This weekend honors those who served our country but whom we never could thank with a handshake, applause or a ticker-tape parade − because we never had the chance.
They are the people who fought and gave their lives for America and our allies. In most cases, they never knew the outcome of their ultimate sacrifice – whether it was on a beach in Normandy, a Middle Eastern desert, a jungle in Asia, or a field in Gettysburg, Pennsylvania.

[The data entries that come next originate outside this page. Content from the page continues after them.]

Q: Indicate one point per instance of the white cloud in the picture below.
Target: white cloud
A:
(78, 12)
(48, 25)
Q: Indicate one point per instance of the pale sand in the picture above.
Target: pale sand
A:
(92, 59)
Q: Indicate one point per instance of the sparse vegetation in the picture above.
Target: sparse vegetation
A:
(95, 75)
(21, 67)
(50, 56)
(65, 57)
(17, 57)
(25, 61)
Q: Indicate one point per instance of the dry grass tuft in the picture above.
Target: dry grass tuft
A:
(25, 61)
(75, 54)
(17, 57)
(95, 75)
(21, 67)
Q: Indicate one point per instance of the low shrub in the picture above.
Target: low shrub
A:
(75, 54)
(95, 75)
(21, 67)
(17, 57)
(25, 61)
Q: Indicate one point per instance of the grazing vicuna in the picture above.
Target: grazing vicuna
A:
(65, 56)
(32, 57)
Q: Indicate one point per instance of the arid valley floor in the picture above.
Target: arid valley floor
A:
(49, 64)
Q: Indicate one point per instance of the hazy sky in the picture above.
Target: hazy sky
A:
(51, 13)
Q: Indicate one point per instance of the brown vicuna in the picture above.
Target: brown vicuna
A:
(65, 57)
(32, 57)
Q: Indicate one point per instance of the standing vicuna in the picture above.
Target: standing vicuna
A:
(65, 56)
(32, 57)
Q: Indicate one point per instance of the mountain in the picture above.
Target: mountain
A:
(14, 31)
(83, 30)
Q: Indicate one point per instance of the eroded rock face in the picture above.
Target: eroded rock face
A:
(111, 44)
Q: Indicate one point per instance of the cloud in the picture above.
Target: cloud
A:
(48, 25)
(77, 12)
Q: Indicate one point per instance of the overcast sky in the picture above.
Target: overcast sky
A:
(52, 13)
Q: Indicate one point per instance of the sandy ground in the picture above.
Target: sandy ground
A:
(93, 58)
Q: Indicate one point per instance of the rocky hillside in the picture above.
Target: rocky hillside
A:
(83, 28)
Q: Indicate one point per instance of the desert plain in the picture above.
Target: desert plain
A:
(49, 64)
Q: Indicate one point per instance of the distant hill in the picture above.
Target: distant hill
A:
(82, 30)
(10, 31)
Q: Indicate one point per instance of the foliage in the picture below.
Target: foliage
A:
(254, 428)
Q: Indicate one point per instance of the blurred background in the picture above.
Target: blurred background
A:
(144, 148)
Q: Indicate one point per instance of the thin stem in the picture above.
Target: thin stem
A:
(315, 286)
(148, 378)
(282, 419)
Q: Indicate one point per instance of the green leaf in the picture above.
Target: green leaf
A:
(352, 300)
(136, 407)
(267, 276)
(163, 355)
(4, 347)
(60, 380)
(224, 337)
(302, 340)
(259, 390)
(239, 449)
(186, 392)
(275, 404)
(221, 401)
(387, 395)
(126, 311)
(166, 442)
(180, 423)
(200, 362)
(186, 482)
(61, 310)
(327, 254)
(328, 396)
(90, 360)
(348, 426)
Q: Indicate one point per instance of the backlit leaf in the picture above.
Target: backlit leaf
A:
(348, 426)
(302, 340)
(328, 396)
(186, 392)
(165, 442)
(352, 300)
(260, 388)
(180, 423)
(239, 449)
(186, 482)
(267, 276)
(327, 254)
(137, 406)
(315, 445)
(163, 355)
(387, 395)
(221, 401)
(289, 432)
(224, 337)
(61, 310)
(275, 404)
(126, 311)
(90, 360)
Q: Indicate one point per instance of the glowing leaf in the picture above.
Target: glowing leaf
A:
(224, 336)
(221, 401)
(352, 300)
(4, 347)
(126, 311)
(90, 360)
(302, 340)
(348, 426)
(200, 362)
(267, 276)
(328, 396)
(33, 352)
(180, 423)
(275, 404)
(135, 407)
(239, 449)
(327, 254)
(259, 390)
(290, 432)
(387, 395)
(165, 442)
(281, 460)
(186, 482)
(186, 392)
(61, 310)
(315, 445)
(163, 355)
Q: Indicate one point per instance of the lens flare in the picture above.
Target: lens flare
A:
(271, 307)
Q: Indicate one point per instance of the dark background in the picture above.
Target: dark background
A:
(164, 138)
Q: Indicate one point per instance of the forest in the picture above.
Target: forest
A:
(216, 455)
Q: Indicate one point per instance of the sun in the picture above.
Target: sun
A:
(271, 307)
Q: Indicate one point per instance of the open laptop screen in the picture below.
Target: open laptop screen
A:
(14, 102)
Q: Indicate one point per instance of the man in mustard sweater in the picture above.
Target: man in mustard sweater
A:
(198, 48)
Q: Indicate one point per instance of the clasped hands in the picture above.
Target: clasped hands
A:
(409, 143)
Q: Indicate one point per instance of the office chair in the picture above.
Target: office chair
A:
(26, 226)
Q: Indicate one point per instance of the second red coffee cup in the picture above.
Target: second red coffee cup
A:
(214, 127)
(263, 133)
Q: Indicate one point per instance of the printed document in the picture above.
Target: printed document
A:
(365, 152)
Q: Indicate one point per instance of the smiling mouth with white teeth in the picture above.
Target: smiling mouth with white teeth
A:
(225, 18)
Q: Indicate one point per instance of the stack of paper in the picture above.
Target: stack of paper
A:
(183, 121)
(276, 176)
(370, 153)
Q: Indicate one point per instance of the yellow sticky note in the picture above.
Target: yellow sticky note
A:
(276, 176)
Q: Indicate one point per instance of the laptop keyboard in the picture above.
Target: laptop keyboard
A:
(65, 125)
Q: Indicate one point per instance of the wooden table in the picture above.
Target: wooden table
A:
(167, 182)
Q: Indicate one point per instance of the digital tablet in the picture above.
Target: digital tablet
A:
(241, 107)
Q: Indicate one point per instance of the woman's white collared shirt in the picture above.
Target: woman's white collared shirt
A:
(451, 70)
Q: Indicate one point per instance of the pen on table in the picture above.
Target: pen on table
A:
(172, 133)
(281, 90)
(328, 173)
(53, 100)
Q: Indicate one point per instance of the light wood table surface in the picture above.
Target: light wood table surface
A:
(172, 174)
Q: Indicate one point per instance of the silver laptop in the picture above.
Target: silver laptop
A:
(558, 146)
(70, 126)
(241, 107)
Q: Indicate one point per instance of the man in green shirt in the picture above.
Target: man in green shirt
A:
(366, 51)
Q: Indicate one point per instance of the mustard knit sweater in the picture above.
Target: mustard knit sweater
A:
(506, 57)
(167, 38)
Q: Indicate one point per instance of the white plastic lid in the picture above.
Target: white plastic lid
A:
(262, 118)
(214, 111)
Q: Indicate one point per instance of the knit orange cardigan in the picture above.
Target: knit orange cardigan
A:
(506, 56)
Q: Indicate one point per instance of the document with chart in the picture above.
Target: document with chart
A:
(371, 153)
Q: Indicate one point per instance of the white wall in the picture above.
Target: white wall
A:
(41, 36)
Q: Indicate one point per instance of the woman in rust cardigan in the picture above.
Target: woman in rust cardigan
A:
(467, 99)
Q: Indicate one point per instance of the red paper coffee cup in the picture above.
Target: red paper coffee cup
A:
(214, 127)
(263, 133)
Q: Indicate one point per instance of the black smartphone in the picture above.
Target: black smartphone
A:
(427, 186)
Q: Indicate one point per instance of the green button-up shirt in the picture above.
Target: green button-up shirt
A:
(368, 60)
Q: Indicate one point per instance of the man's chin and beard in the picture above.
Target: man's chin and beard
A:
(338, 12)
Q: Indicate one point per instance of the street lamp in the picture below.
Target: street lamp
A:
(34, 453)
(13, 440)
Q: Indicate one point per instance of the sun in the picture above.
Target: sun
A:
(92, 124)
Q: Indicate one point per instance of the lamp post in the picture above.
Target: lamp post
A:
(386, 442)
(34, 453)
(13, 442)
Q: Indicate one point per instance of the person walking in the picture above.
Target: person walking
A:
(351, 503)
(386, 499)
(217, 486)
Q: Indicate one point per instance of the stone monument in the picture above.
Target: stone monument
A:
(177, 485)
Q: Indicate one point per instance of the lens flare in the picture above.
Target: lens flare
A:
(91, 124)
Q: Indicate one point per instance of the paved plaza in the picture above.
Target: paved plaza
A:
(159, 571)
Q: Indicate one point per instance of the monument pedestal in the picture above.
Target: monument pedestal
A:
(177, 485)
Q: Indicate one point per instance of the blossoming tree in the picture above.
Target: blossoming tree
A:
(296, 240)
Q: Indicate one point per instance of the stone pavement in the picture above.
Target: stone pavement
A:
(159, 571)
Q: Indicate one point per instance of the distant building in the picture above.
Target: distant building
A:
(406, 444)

It has been 155 years since soldiers from both sides of the Civil War joined in remembering their lost comrades in America's bloodiest war on what was once called Decoration Day. An act of Congress in 1971 created the Memorial Day holiday we now observe.
The number of dead in the Civil War ranges from Department of Defense estimates of 618,000 to newer estimates of 750,000. Combined with the number of U.S. soldiers killed since the Revolutionary War, the toll ranges from 1.265 million to 1.397 million.
Regardless of the Civil War estimate, the number of active-duty deaths per 100,000 between 1861 and 1865 is more than six times higher than in World War II. The five most deadly U.S. wars in deaths per 100,000:
- 1,965 per 100,000 residents: Civil War
- 307: World War II (1941-45)
- 126: World War I (1917-18)
- 113: American Revolution (1775-83)
- 78: Mexican War (1846-48)
Of course, these numbers fall well short of all those U.S. soldiers who have left battlefields wounded, physically and mentally, in the past 2½ centuries.